The Detroit Three felt a major boost from truck-hungry consumers in October, a factor which led to big gains for Nissan (NSANY.PK) and modest gains for Toyota (NYSE:TM). General Motors (NYSE:GM) paced automakers with a strong showing in nearly every division, while Ford (NYSE:F) and The Chrysler Group (FIATY.PK) had their own reasons to celebrate. American consumers sprang into action once the shutdown ended and watched gas prices hover near $3.35 on average throughout October.

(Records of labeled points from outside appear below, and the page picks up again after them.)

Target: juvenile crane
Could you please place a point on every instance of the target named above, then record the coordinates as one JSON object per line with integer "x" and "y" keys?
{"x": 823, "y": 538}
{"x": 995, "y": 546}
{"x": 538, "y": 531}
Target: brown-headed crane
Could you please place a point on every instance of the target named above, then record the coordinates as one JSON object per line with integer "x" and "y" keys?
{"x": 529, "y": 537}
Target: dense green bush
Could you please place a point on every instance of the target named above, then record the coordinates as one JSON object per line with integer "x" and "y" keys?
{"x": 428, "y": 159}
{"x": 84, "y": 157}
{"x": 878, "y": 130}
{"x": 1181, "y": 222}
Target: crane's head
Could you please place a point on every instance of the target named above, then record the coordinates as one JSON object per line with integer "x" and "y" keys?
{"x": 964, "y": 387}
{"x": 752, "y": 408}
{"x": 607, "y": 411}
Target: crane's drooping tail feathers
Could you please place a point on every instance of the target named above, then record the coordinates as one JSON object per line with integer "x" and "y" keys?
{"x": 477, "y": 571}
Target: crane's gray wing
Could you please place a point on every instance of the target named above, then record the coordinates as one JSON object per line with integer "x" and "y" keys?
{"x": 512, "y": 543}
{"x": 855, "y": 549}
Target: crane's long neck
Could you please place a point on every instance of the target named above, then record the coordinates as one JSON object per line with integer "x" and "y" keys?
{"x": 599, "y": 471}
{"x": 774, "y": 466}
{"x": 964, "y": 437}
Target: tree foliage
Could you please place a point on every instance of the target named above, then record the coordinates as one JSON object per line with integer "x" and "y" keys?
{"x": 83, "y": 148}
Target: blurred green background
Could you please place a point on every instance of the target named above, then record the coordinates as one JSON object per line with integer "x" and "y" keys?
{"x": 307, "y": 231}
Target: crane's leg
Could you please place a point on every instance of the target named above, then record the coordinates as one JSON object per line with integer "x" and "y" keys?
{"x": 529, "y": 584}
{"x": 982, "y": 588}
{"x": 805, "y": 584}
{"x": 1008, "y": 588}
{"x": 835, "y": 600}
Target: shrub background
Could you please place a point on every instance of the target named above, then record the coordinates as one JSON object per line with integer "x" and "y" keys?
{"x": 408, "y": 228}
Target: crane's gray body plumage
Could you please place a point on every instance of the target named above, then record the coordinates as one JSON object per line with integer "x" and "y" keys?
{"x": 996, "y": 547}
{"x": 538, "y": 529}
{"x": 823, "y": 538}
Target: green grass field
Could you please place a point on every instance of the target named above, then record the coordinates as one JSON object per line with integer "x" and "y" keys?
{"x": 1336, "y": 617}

General Motors excelled across the board
General Motors had an impressive month with 226,402 vehicles sold — about 35,000 more than second-place Ford. GM’s showing was 16 percent better than its performance in October 2012. Part of the reason was the uptick in buyers for the Silverado and GMC Sierra. Though Ford’s F-Series still topped the list of overall vehicle sales, the two GM pickups posted double-digit gains. Buick also helped push GM over the top by posting a 31-percent gain, while the Chevy Malibu and 2014 Impala surged.
Ford gained 14 percent
Though Ford’s 14-percent year-over-year gains were impressive, they actually missed analyst expectations by two points. There were still numerous bright spots for the automaker. Among them, the Ford F-Series pickups had gains in double digits from 2012 figures once again, demonstrating an insatiable appetite for the automaker’s flagship vehicle. On the car front, Ford’s new star continued to impress.
The Ford Fusion skyrocketed 71 percent in sales compared to 2012, giving the Dearborn automaker reason to believe it has one of the hottest commodities on the market in its midsize sedan. Even better news was the 38 percent in gains for Ford’s Lincoln brand.
Chrysler won with Ron Burgundy
The third Detroit heavyweight posted a gain of 11 percent in October, some of which can be tied to the popular Ron Burgundy ads for the Dodge Durango. The Will Ferrell character appears in ads that have gotten over seven million views online, according to Bloomberg.
Durango SUV sales jumped 59 percent in October on the strength of the promotion and a willingness of U.S. consumers to think big. Ironically, only parent Fiat’s cars were not performing on the same level as the Durango, Dodge Charger, Chrysler 300, and other Chrysler Group models. One GM economist told The Wall Street Journal that steady gas prices contributed to the strength of the pickup and small SUV segments.
Japanese automakers also had strong showings in the U.S.
Nissan strong, Toyota steady
Nissan’s 14-percent jump bested Fiat’s Chrysler Group and trailed only Ford and GM in monthly performance. The Pathfinder and Frontier powered the automaker’s performance, while Toyota bested Chrysler in overall sales to place third with a gain of 9 percent, short of the forecasted analysts’ marks.
Automaker reps joined industry analysts and car dealers in saying the first two weeks of the month were slow while the U.S. government shut down major parts of its operation. Once the Republicans dropped the Obamacare demands and default was avoided, U.S. customers flocked to dealerships to deliver another successful month in a wildly successful year for the industry.